Простонародье спит с собственными женами. Я ни разу даже не поцеловал ни одну из своих. (Не ты ли, Беллами, насылаешь на меня сновидения?) Дети — да, они мои: на то есть искусственное оплодотворение. Я сплю на жесткой постели. Порой ношу власяницу. Пью воду и только воду. Ем безвкусную пищу. И каждый день под руководством своих наставников тренируюсь, тренируюсь до изнеможения. Такая жизнь трудна, зато в конце концов мы с тобой встанем на века в пластмассовом монументе и весь мир будет завидовать нам и восхищаться нами. Я умру Охотником за головами и тем обрету бессмертие.
Тебе нужны доказательства? Они в стеклянных витринах, там внизу, в зале приемов. Головы, головы…
Смотри, Беллами, сколько голов! Стреттон — мой первый. Я убил его в Сентрал-парке с помощью мачете. Этот шрам на виске я получил в ту ночь от него. С тех пор я научился быть искуснее. Пришлось научиться.
Каждый раз, когда я иду в Сентрал-парк, моими помощниками выступают страх и ненависть. В парке подчас по-настоящему страшно. Мы ходим туда только ночью и, случается, выслеживаем добычу много ночей подряд, прежде чем снимем с нее голову. Ты же знаешь, что парк — запретная зона для всех, кроме Охотников за головами. Это наш охотничий заповедник.
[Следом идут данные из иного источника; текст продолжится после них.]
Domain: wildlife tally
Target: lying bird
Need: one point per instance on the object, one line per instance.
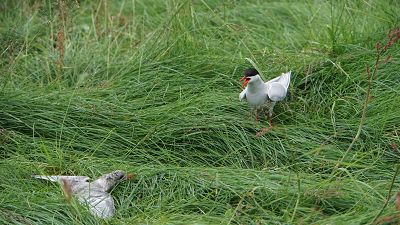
(257, 93)
(94, 194)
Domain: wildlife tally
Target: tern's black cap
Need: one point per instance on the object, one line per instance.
(250, 72)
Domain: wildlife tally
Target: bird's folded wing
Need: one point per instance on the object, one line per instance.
(242, 94)
(283, 79)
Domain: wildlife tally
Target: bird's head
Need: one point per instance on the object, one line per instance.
(250, 75)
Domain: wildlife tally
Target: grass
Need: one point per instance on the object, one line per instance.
(151, 87)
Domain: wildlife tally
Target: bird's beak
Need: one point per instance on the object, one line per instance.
(245, 81)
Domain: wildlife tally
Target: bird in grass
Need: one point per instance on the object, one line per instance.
(93, 194)
(258, 93)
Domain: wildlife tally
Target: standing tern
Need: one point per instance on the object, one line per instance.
(94, 194)
(257, 93)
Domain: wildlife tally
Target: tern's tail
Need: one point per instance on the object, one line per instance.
(50, 178)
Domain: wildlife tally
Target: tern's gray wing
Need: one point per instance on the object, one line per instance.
(242, 94)
(99, 202)
(108, 181)
(283, 79)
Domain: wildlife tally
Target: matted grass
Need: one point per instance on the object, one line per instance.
(151, 87)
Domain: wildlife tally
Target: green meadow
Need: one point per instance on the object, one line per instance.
(152, 87)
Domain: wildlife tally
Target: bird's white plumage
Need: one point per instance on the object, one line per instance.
(94, 194)
(258, 92)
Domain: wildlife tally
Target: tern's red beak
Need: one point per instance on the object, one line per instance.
(245, 81)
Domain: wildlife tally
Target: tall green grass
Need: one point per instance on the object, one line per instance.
(151, 87)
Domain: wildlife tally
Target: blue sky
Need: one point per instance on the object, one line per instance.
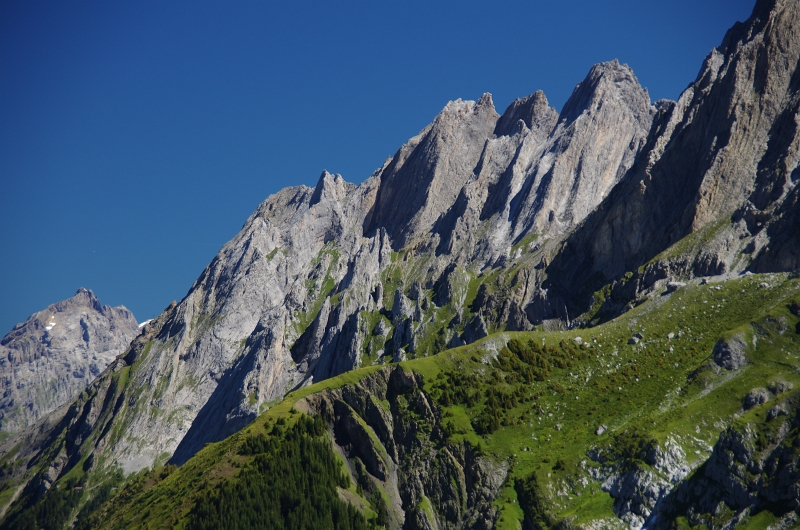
(137, 137)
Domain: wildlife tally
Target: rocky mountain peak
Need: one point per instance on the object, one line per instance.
(534, 111)
(56, 352)
(608, 82)
(329, 186)
(426, 175)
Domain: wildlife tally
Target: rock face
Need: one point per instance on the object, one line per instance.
(48, 359)
(721, 160)
(390, 432)
(481, 222)
(743, 475)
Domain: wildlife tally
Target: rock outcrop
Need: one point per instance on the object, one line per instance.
(721, 161)
(481, 222)
(48, 359)
(390, 431)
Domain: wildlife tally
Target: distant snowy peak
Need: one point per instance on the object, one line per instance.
(50, 357)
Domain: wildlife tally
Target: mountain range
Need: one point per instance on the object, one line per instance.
(503, 254)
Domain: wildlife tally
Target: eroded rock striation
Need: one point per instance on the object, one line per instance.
(482, 222)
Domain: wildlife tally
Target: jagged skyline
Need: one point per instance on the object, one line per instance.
(127, 134)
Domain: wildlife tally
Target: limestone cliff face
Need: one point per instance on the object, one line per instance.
(723, 158)
(48, 359)
(390, 432)
(481, 222)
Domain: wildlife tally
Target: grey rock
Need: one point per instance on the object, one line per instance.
(781, 409)
(674, 286)
(730, 353)
(48, 359)
(701, 141)
(757, 396)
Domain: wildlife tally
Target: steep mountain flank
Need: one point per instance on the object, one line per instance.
(482, 225)
(721, 161)
(48, 359)
(577, 429)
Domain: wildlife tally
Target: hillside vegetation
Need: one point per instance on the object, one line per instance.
(586, 425)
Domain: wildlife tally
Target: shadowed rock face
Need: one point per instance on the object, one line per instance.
(726, 152)
(298, 294)
(48, 359)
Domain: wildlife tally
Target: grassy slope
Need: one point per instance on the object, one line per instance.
(661, 385)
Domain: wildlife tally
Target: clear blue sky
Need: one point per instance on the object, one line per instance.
(136, 137)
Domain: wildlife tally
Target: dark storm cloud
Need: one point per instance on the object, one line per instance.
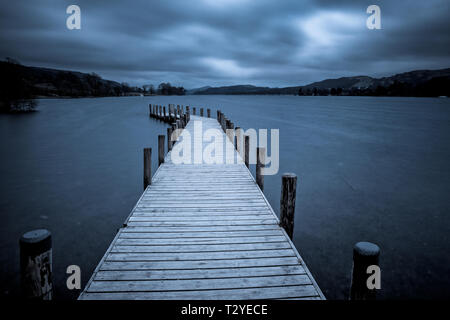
(219, 42)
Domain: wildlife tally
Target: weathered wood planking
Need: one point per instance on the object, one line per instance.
(202, 231)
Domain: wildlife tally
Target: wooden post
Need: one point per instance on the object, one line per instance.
(287, 202)
(160, 149)
(260, 159)
(246, 150)
(36, 264)
(174, 132)
(169, 139)
(147, 167)
(239, 140)
(365, 254)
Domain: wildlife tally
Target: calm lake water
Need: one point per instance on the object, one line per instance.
(373, 169)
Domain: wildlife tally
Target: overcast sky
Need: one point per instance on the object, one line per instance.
(221, 42)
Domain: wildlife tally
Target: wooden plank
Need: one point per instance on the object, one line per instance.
(185, 256)
(200, 264)
(198, 241)
(201, 229)
(211, 234)
(199, 273)
(236, 294)
(211, 223)
(201, 247)
(198, 284)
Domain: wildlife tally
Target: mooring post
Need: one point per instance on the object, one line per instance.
(238, 138)
(287, 203)
(160, 149)
(169, 139)
(174, 132)
(36, 264)
(260, 160)
(365, 254)
(147, 167)
(246, 150)
(232, 134)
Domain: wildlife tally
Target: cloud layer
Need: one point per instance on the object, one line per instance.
(221, 42)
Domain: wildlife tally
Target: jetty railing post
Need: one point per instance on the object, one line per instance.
(287, 202)
(174, 132)
(169, 139)
(36, 264)
(147, 167)
(246, 150)
(161, 138)
(365, 254)
(239, 140)
(260, 160)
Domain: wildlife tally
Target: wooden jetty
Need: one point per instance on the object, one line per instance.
(201, 232)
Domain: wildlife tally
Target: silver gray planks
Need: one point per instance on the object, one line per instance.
(202, 231)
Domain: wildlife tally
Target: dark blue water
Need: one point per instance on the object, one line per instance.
(373, 169)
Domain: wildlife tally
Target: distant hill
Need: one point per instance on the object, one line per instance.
(413, 83)
(193, 91)
(53, 82)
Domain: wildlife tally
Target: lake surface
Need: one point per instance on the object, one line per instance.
(370, 169)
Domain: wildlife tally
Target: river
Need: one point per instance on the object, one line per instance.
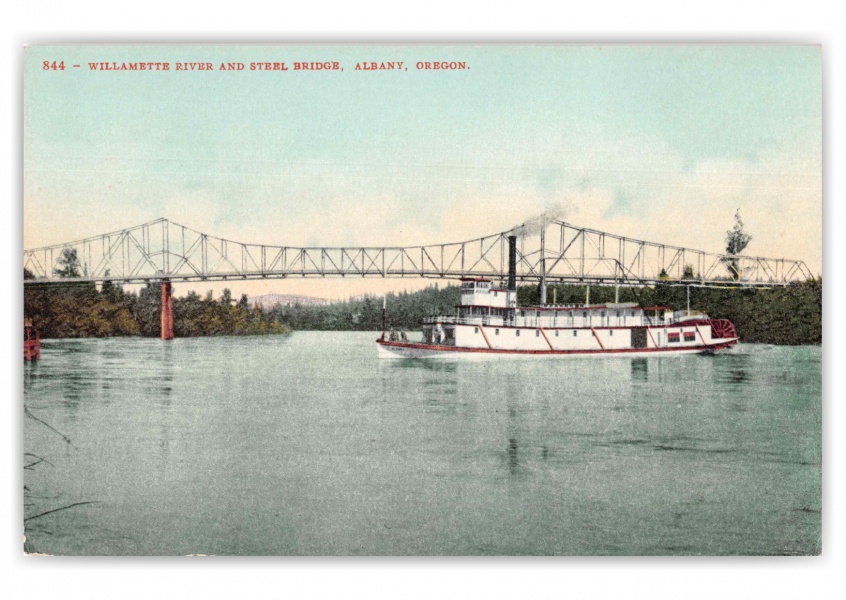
(308, 444)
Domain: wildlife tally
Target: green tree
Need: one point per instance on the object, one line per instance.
(736, 241)
(70, 264)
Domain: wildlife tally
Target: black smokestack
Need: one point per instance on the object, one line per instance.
(512, 263)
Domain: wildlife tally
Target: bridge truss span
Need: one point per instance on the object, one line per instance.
(162, 250)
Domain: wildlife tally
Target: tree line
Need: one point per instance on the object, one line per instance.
(80, 309)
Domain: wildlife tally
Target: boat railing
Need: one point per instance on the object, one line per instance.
(578, 322)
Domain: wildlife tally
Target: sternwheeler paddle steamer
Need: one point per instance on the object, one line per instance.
(489, 322)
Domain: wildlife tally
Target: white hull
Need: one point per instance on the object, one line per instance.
(410, 350)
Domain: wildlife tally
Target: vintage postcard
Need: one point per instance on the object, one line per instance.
(422, 300)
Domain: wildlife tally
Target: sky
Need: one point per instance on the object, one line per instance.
(662, 143)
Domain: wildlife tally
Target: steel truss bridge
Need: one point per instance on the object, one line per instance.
(161, 251)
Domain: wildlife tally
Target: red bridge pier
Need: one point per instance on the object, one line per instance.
(167, 311)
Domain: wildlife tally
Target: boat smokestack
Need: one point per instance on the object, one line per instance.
(512, 263)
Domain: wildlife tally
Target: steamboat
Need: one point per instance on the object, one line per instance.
(489, 322)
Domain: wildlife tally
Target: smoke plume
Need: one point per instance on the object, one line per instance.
(554, 212)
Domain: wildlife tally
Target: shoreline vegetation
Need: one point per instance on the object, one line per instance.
(791, 315)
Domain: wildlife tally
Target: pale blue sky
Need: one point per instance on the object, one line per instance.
(659, 133)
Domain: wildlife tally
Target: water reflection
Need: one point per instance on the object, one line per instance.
(640, 369)
(735, 369)
(439, 366)
(513, 463)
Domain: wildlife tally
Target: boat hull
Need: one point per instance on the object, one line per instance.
(388, 349)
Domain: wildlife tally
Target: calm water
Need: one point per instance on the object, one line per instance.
(311, 445)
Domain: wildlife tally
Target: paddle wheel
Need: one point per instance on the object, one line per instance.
(722, 329)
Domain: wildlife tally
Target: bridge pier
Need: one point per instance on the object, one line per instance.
(167, 311)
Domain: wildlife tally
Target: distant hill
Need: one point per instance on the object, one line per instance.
(268, 301)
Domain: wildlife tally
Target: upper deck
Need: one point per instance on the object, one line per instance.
(482, 303)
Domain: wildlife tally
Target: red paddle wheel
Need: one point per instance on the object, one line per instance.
(722, 329)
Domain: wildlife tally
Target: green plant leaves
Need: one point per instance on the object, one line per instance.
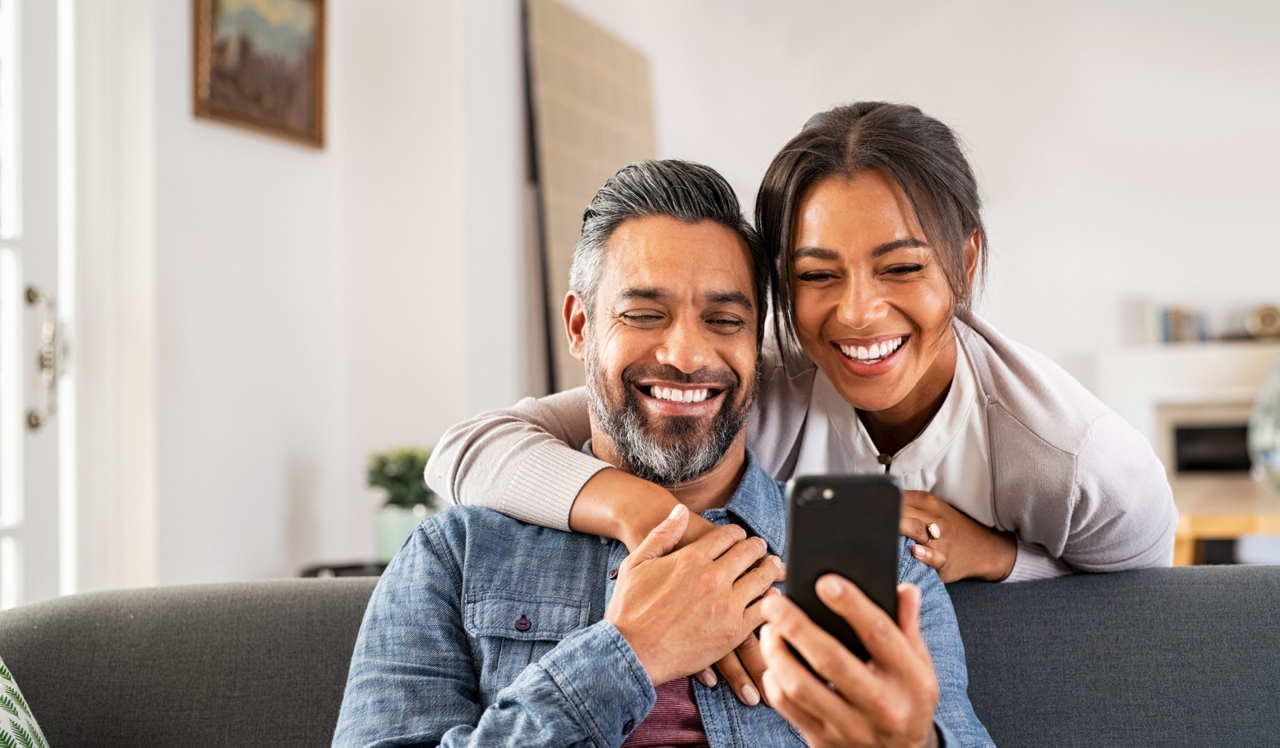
(17, 697)
(18, 728)
(400, 473)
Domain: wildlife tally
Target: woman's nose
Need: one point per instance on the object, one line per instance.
(685, 347)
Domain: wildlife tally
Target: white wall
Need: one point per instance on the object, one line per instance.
(1125, 151)
(315, 305)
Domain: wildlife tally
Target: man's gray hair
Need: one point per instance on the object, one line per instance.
(681, 190)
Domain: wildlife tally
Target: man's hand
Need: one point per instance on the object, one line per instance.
(744, 667)
(887, 701)
(681, 611)
(964, 548)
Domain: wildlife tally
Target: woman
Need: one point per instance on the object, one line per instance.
(1013, 469)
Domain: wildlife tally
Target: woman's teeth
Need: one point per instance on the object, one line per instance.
(872, 354)
(675, 395)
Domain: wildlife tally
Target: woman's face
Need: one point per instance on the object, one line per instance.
(872, 304)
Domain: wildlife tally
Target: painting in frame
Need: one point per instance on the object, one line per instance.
(260, 64)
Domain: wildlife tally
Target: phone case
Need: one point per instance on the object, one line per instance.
(846, 525)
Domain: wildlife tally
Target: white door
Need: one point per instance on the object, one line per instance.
(37, 523)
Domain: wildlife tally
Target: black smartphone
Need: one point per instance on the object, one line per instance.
(846, 525)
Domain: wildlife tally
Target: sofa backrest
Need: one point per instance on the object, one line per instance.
(248, 664)
(1162, 657)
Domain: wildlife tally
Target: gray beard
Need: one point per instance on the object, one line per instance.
(679, 452)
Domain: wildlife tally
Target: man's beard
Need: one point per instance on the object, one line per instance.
(675, 450)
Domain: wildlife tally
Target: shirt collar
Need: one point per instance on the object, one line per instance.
(757, 504)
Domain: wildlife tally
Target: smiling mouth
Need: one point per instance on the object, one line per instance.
(873, 354)
(679, 393)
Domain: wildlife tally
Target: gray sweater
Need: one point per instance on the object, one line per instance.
(1069, 477)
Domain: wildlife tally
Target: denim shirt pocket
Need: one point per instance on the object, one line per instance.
(512, 630)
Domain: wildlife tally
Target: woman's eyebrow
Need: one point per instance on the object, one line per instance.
(816, 252)
(821, 254)
(897, 245)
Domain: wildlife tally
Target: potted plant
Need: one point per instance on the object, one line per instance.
(408, 500)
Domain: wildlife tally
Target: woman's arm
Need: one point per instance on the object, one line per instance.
(1124, 514)
(526, 461)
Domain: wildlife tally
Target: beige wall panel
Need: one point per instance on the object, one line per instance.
(593, 114)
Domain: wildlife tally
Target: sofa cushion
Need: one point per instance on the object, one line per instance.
(17, 724)
(1160, 657)
(248, 664)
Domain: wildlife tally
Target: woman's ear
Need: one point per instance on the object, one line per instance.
(973, 250)
(575, 325)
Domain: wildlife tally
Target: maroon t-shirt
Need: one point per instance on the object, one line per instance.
(673, 721)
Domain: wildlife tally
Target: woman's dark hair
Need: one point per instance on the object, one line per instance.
(912, 147)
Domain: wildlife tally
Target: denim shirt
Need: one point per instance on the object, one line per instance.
(485, 630)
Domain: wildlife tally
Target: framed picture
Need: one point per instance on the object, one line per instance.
(260, 64)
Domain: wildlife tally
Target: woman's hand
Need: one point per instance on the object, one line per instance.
(887, 701)
(963, 547)
(621, 506)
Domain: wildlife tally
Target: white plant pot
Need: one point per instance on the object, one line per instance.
(392, 524)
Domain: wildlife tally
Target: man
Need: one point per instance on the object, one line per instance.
(485, 630)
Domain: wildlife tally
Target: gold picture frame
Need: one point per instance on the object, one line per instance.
(260, 64)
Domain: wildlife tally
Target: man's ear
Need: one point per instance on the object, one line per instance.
(575, 325)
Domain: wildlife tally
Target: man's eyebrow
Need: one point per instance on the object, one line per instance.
(641, 292)
(735, 297)
(821, 254)
(648, 293)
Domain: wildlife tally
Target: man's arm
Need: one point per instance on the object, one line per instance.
(414, 678)
(941, 633)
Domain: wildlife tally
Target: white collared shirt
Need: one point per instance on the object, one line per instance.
(949, 459)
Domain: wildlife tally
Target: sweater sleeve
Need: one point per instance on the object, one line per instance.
(1034, 562)
(525, 461)
(1124, 514)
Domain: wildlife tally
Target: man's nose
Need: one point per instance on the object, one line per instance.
(685, 346)
(862, 304)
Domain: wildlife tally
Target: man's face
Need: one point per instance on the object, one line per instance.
(671, 347)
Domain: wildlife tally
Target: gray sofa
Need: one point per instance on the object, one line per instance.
(1168, 657)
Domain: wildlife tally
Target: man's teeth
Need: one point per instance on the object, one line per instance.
(872, 354)
(675, 395)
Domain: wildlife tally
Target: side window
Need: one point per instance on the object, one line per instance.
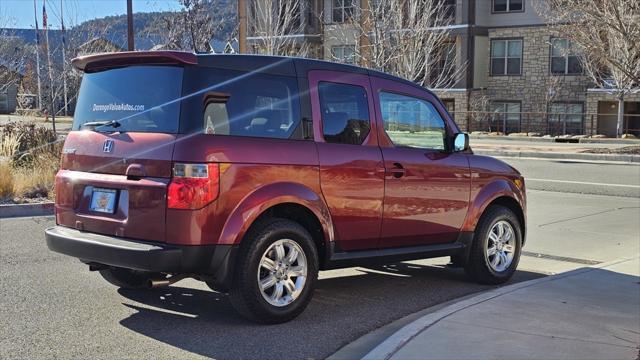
(268, 108)
(345, 113)
(412, 122)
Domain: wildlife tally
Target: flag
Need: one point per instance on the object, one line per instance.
(44, 26)
(44, 17)
(62, 26)
(35, 15)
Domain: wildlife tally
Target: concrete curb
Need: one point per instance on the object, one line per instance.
(628, 158)
(395, 342)
(17, 210)
(559, 141)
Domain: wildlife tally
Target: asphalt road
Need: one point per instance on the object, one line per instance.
(51, 306)
(583, 177)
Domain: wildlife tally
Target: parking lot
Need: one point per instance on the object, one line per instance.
(52, 306)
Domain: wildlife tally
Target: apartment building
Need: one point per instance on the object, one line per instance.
(517, 74)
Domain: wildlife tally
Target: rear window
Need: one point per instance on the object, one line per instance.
(244, 104)
(140, 98)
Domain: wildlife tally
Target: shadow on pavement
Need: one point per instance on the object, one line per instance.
(343, 309)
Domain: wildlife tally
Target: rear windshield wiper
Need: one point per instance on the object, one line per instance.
(94, 124)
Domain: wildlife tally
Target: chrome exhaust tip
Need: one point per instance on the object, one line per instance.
(156, 283)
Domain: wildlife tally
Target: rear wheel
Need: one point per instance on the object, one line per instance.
(276, 273)
(496, 247)
(129, 279)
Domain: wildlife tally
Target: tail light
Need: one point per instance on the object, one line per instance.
(193, 186)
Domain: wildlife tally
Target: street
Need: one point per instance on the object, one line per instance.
(52, 306)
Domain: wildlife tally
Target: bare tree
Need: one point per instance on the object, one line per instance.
(607, 36)
(192, 28)
(480, 112)
(275, 26)
(409, 38)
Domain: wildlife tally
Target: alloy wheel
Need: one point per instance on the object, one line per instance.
(282, 272)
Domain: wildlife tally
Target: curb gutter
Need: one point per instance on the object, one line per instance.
(18, 210)
(629, 158)
(395, 342)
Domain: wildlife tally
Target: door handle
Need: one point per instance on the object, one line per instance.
(397, 170)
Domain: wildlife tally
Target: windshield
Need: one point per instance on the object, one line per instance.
(139, 98)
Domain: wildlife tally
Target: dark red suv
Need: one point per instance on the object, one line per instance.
(252, 173)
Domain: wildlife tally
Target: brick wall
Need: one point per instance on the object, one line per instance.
(535, 87)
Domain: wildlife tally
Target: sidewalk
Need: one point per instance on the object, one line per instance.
(589, 313)
(544, 148)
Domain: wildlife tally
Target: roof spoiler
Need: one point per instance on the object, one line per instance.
(103, 61)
Я стал хитер, проницателен, ловок. Я воспитал в себе величайшее мужество. Я пресек свои страхи и вынянчил свою ненависть там, во мраке парка, прислушиваясь, выжидая, выслеживая и не ведая: а может, в этот самый миг острая сталь обожжет мне горло? Правил в парке нет. Винтовки, дубинки, ножи… Однажды я даже угодил в капкан из несметного множества стальных зубьев и тросов. Но я успел быстро рвануться в сторону, так быстро, что правая рука у меня осталась свободной, и выстрелил Миллеру прямо в лоб, когда он явился за мной. Вот она, голова Миллера, там, внизу. Кто бы подумал, что пуля прошила ему лоб! Бальзамировщики знают свое дело. Да и мы, как правило, стараемся не портить головы.
Что же тревожит тебя так сильно, внутренний Беллами? Я один из лучших Охотников Нью-Йорка. И мне надо хитрить, надо ставить капканы и западни задолго до того, как они сработают, и не только в Сентрал-парке. Надо держать шпионов, деятельных шпионов, протянуть безотказные линии связи в каждый особняк в городе. Надо знать, кто могуществен, а за кем и охотиться не стоит. Что толку в победе над Охотником, у которого в зале всего-то дюжина голов?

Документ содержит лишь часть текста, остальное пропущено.